Aggregating documentation from multiple modules

Aside for using Circe for JSON serialisation, Docless is not coupled to any specific Scala web framework. Nevertheless, it does provide a generic facility to enrich separate code modules with Swagger metadata, being these routes, controllers, or whatever else your framework calls them.

import com.timeout.docless.swagger._

case class Dino(name: String, extinctedSinceYears: Long, diet: Diet)

object DinosRoute extends PathGroup {

  val dinoSchema = JsonSchema.deriveFor[Dino]
  val dinoId = Parameter.path("id").as[Int]
  val dinoResp = dinoSchema.asResponse("A dinosaur!")

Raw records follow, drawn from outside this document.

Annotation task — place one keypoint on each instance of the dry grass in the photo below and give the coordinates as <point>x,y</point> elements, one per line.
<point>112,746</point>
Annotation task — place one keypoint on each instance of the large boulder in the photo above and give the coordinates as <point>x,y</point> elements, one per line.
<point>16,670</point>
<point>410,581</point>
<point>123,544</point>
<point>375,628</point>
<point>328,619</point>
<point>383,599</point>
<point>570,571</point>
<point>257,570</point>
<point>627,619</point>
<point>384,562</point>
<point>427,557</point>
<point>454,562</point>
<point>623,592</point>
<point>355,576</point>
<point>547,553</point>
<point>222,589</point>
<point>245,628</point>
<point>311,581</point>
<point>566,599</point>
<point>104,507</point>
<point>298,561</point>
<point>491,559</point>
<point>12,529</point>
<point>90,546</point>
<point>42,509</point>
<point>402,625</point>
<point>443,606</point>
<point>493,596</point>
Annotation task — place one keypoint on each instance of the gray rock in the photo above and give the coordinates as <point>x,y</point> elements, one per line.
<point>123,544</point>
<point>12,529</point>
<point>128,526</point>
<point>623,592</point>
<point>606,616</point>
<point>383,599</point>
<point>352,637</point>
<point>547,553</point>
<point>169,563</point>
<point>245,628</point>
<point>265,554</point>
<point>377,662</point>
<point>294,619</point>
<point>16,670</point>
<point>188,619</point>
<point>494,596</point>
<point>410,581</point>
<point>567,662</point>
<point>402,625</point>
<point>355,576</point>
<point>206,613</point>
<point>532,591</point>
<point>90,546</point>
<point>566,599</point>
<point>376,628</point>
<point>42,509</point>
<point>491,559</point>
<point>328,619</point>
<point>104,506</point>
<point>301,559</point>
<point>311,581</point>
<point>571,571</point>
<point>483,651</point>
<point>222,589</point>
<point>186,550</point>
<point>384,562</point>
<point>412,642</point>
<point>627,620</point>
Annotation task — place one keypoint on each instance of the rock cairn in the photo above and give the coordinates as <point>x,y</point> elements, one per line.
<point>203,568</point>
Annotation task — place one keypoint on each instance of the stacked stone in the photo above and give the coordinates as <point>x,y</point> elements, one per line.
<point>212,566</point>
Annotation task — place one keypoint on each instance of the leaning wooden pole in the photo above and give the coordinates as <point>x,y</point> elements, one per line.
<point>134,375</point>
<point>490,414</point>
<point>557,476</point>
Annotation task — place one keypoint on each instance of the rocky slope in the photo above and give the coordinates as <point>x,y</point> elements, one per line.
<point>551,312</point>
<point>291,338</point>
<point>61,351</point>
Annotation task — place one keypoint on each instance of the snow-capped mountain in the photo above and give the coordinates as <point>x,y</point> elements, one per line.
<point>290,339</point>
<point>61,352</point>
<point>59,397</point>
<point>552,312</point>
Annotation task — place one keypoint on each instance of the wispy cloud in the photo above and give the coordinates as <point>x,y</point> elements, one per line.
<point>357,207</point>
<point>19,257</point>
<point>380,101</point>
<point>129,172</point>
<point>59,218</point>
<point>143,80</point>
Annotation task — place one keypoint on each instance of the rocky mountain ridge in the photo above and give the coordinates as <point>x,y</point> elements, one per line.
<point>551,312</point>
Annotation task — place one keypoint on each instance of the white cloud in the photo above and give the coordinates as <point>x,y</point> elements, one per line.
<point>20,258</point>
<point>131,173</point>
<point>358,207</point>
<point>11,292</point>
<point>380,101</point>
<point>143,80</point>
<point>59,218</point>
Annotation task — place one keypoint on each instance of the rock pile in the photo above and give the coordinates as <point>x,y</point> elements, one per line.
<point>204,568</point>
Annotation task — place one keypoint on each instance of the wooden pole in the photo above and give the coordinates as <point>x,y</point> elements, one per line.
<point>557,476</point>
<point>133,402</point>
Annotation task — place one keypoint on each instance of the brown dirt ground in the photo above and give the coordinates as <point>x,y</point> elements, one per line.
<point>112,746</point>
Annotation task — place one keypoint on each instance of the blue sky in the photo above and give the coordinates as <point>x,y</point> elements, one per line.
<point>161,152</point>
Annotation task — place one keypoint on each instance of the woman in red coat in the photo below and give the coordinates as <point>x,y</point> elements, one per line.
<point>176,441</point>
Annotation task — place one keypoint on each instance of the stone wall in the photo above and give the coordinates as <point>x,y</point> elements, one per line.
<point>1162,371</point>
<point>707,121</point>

  override def definitions = Nil //<= this should be instead: `dinoSchema.definitions.toList`

  override def paths = List(
    "/dinos/{id}"
      .Get(
        Operation(
          summary = Some("info for a specific pet")
        ).withParams(dinoId)
         .responding(errorResponse)(200 -> dinoResp)
      )
    )
}

The PathGroup trait allows any Scala class or object to publish a list of endpoint paths and schema definitions. The aggregate method in the PathGroup companion object can then be used to merge the supplied groups into a single Swagger API description.

scala> val apiInfo = Info("Example API")
apiInfo: com.timeout.docless.swagger.Info = Info(Example API,1.0,None,None,None,None)

scala> PathGroup.aggregate(apiInfo, List(PetsRoute, DinosRoute))
res15: cats.data.ValidatedNel[com.timeout.docless.swagger.SchemaError,com.timeout.docless.swagger.APISchema] = Invalid(NonEmptyList(MissingDefinition(RefWithContext(TypeRef(Dino,None),ResponseContext(Get,/dinos/{id})))))

The aggregate method will also verify that the schema definitions referenced either in endpoint responses or in body parameters can be resolved. In the example above, the method returns a non-empty list with a single ResponseRef error, pointing to the missing Dino definition. On correct inputs, the method will return instead the resulting APISchema wrapped into a cats.data.Validated.Valid.

Known issues

Currently Docless does not support recursive types (e.g. trees or linked lists). As a way around, one can always define them manually using the JsonSchema.instance[A] method.